The Age of the Anecdote - Intercollegiate Studies Institute

The Age of the Anecdote

Our age is the age of the anecdote. This statement may at first seem paradoxical. The normal assumption is that the Internet, and mass media in general, has liberated information from dusty old library stacks and put them into the hands of the Everyman, enlightening the people and toppling the ancient, withering hierarchies. This has happened; the problem is that anecdotal information is perhaps the primary thing released into the world.

In the past, anecdotes were common but contained by the sheer bigness of the globe. If Mr. Smith and Mrs. Smith had a spat, Mr. and Mrs. Carpenter might hear, but it is quite unlikely that Mr. and Mrs. Schwarzkopf in Mannheim would’ve heard a thing. Today, not only do Mr. and Mrs. Schwarzkopf hear about the spat, but they also publish it on the Internet, use it to argue that marital discontent is rising, and so, ironically, call for an end to the archaic institution all together. The problem with the anecdotal age is precisely that it allows us to point to single occurrences or series of occurrences and apply them universally. In the past, we had local, and occasionally national, anecdotes to go by, but we lacked a global network of computers to do the logically fallacious arguing for us.

And this fits into the pattern that mass media make possible. With the increase in the volume and dissemination of information comes ease of manipulation. The human tendency to factionalism and discontent is exacerbated by a neatly organized overload of information. In other words, we have so much on our plates that it actually becomes easier to ignore the big things and instead to bicker about the little ones. Health care can be reduced to one woman’s being unable to afford contraception; foreign policy is actually about one Western reporter’s impression of how life seems in a place.

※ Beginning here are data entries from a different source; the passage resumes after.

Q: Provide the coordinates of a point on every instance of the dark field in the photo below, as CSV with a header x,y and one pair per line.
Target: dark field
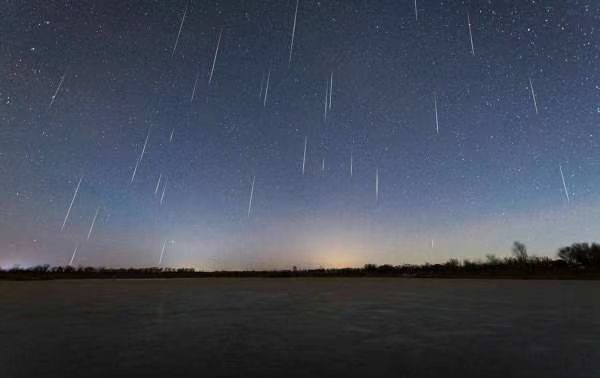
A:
x,y
308,327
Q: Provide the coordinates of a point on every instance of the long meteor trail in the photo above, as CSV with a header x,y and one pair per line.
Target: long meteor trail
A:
x,y
62,79
251,196
73,255
139,160
180,28
293,33
212,70
564,183
533,95
93,222
71,204
470,34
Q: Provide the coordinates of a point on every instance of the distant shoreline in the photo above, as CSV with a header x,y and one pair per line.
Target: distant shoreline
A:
x,y
326,273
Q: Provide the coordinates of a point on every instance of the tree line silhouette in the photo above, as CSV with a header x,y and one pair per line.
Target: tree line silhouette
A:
x,y
579,260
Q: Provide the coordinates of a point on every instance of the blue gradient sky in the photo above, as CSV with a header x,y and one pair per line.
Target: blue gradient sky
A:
x,y
489,177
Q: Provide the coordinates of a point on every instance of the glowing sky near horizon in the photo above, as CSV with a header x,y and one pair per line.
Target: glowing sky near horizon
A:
x,y
84,81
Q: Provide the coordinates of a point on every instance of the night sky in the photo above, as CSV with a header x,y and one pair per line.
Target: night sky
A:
x,y
85,82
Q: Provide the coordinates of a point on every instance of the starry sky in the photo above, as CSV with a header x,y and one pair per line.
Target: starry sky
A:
x,y
226,102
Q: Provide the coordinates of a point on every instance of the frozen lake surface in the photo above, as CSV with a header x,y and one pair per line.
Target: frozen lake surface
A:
x,y
321,327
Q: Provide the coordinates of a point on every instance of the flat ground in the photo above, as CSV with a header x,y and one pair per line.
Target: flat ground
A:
x,y
309,327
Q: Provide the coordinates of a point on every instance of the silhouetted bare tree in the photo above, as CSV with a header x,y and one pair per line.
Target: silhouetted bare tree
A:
x,y
519,252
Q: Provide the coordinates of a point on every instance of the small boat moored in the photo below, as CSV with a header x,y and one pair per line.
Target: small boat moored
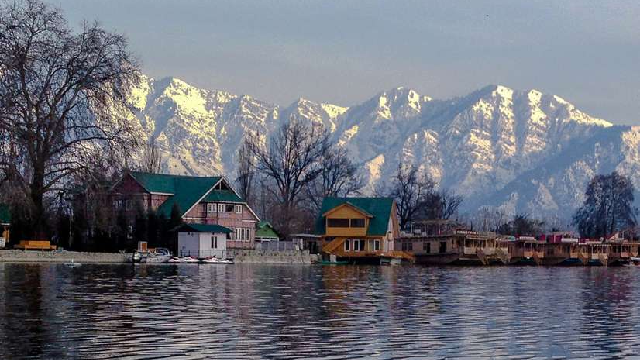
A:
x,y
72,264
214,260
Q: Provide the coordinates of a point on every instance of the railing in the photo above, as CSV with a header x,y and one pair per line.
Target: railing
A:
x,y
236,244
333,245
277,246
221,254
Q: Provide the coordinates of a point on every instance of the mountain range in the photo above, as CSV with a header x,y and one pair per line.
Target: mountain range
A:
x,y
517,151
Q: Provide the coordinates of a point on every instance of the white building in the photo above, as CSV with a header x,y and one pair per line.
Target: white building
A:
x,y
202,241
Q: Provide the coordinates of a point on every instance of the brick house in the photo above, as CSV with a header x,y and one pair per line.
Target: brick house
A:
x,y
200,200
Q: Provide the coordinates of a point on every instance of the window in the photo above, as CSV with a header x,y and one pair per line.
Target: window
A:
x,y
338,223
358,245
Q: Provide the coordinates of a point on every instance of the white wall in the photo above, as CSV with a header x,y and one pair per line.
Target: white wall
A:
x,y
188,243
201,244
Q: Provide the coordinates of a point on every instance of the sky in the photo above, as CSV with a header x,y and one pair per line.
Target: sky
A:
x,y
346,51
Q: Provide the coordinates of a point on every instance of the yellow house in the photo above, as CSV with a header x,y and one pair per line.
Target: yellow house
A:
x,y
360,229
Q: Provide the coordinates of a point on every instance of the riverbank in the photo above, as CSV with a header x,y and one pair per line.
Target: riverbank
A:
x,y
63,257
240,256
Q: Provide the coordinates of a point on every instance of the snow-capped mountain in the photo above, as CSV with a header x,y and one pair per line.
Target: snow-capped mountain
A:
x,y
522,150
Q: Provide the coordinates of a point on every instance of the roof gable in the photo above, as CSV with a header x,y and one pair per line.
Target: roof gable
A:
x,y
265,230
350,205
380,210
185,191
216,195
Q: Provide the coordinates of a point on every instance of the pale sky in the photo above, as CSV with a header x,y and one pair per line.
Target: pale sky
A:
x,y
346,51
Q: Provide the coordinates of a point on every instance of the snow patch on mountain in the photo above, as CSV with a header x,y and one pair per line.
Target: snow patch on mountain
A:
x,y
521,151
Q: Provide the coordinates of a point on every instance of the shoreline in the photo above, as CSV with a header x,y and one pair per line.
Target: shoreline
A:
x,y
64,256
35,256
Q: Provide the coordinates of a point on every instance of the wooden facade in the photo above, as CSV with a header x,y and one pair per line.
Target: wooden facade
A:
x,y
470,248
349,231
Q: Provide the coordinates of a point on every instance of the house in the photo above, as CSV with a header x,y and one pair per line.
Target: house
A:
x,y
5,223
266,233
202,241
360,229
199,200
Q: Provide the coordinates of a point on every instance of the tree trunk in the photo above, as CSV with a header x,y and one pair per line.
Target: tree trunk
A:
x,y
37,198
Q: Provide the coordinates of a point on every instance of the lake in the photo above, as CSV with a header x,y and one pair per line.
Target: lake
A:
x,y
328,312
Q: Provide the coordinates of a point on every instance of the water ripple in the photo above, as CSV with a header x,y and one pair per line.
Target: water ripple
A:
x,y
341,312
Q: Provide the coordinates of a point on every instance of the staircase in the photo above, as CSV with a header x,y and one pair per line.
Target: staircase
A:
x,y
333,245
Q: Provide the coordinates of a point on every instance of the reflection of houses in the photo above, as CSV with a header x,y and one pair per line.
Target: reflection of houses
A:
x,y
360,229
202,241
5,222
199,200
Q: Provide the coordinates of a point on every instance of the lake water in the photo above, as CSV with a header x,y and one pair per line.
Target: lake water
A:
x,y
329,312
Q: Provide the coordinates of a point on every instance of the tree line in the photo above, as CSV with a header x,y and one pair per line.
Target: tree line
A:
x,y
64,135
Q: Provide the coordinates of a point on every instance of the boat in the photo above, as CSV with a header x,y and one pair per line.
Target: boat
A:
x,y
189,260
72,264
214,260
327,262
155,258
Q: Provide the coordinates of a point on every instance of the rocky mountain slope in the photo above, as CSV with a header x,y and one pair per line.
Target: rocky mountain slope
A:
x,y
523,151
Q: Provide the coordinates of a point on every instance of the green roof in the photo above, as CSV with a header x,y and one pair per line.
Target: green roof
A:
x,y
186,190
223,195
265,230
204,228
379,208
5,214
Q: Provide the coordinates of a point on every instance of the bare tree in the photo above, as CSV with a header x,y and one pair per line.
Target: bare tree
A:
x,y
292,159
411,190
442,204
288,164
608,206
338,177
61,96
246,171
151,159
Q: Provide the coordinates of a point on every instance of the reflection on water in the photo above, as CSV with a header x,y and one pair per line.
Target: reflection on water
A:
x,y
331,312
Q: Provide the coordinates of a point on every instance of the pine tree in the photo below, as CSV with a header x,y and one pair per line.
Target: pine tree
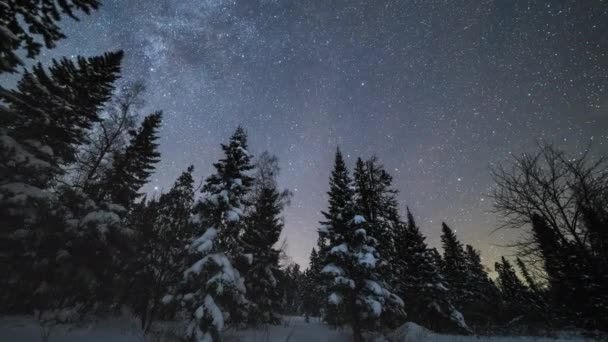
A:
x,y
108,137
133,166
22,21
312,293
421,284
58,243
482,293
292,284
454,266
513,291
530,282
357,293
163,227
376,200
213,290
262,230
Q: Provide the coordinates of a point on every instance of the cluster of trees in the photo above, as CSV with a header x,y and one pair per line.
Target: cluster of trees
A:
x,y
78,234
372,269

Anecdotes are, of course, useful. And we should always balance experience and logic in our debates about salient issues. But we must also be conscious of how our new technological framework makes possible a new type of ignorance, something of a real dark age. We must recognize what Jacques Ellul said long before our time: “journalistic content is a technical complex expressly intended to adapt man to the machine.” That adaptation may be to the age of the machine, or concurrently, to that of the anecdote.